Life

This Mom Of 3 Shut Down A Stranger Who Felt "Sorry" For Her

by Eliza Castile

Although going shopping with kids in tow can be stressful, Courtney Lester, mother of three, has got it handled. That didn't stop a total stranger from pulling her aside during a recent trip to say he felt sorry for her, but she got in the last word with a Facebook post shutting his comments down. One month later, it's received more than 12,000 shares and twice as many Facebook reactions, so it's safe to say she came out on top of this one.

Lester was out running errands at Wal-Mart with her three young children when she was approached by another shopper. "I feel sorry for you," he told her, according to Lester's post. "You have your hands full with all those kids."

He may have meant well, but the implied judgment struck a nerve with Lester, who responded publicly online. If he absolutely had to feel sorry for her, she wrote, there were better reasons for his pity — ones that didn't have to do with the size of her family. She wrote:

What you can't tell is that I lost two babies before being blessed with my last two, so if you want to feel sorry for me, there's the only reason why you should. My children are blessings. They aren't perfectly modeled citizens because, well, they're children.

Although she admitted that like all young children, her kids have been known to misbehave, they were fairly quiet when the man decided to make his pity known. Her newborn was sleeping, and her four-year-old was singing in the shopping cart while her sibling listened. "If that is your definition of having your hands full, I feel sorry for YOU," Lester wrote.

She told Parents magazine that the man's tone bothered her enough that she couldn't forget about it even when she tried. After some encouragement from her husband, she decided to air her thoughts online. The post quickly spread beyond her friend group, with most comments applauding her response. When a few people pointed out that the stranger probably meant to express sympathy, though, Lester edited the status to clarify her problem with his remarks.

The "hands full" comment isn't exactly what bothered me. It was the fact that someone went out of their way to say they felt sorry for me BECAUSE of my children, in front of my children.

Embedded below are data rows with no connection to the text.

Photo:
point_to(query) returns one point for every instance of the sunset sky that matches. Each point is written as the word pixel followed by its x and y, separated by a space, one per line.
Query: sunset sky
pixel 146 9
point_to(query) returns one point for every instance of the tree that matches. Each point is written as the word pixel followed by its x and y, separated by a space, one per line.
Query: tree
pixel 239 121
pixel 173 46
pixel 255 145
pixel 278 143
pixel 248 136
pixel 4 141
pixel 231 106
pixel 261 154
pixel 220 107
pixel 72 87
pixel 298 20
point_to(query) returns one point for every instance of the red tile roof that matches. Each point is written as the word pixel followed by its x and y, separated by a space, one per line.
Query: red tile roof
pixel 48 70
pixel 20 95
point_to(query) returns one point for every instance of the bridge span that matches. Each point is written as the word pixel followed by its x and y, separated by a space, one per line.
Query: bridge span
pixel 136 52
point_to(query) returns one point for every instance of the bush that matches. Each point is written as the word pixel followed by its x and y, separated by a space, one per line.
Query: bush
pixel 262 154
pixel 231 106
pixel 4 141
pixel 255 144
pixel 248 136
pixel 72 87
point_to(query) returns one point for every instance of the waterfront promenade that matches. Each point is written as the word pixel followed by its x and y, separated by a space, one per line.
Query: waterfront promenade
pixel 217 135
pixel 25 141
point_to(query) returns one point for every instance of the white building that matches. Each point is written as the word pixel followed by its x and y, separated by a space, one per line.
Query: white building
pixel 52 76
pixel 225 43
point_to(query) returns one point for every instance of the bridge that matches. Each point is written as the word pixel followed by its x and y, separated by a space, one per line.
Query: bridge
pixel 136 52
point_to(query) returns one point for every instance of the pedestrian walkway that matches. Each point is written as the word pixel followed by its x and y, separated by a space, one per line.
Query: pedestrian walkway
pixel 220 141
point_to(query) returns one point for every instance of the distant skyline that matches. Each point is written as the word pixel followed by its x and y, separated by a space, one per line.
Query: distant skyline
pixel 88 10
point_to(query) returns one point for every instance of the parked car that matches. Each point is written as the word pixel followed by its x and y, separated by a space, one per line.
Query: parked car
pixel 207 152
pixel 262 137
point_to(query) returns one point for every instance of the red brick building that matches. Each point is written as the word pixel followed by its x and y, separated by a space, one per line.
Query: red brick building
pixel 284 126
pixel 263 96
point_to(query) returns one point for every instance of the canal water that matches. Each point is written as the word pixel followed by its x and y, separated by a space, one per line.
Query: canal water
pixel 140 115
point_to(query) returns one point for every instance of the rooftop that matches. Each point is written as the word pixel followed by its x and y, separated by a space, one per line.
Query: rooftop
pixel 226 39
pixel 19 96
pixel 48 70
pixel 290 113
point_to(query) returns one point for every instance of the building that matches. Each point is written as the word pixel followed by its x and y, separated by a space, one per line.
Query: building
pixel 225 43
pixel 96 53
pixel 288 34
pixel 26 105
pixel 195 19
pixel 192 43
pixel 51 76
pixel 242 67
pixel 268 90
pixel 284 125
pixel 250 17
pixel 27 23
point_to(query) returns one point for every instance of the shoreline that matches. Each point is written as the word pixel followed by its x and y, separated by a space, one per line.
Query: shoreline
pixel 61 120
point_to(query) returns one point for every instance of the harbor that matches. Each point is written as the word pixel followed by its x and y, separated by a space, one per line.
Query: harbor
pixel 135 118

She added that people often remark on the size of her family, but the suggestion that her children were an inconvenience rubbed her the wrong way. "Even on days when they won't listen, have meltdowns, and when it seems like nothing I do is good enough, I have never felt sorry for myself and I don't expect others to either," she wrote.

To be fair, raising a family is difficult. In a study released this week, researchers found that between their careers and household duties, working mothers put in an average of 98 hours of labor each week. (That's equivalent to two full-time jobs.) But that doesn't mean children aren't rewarding, and there's no need to pass judgment on other people for having a family.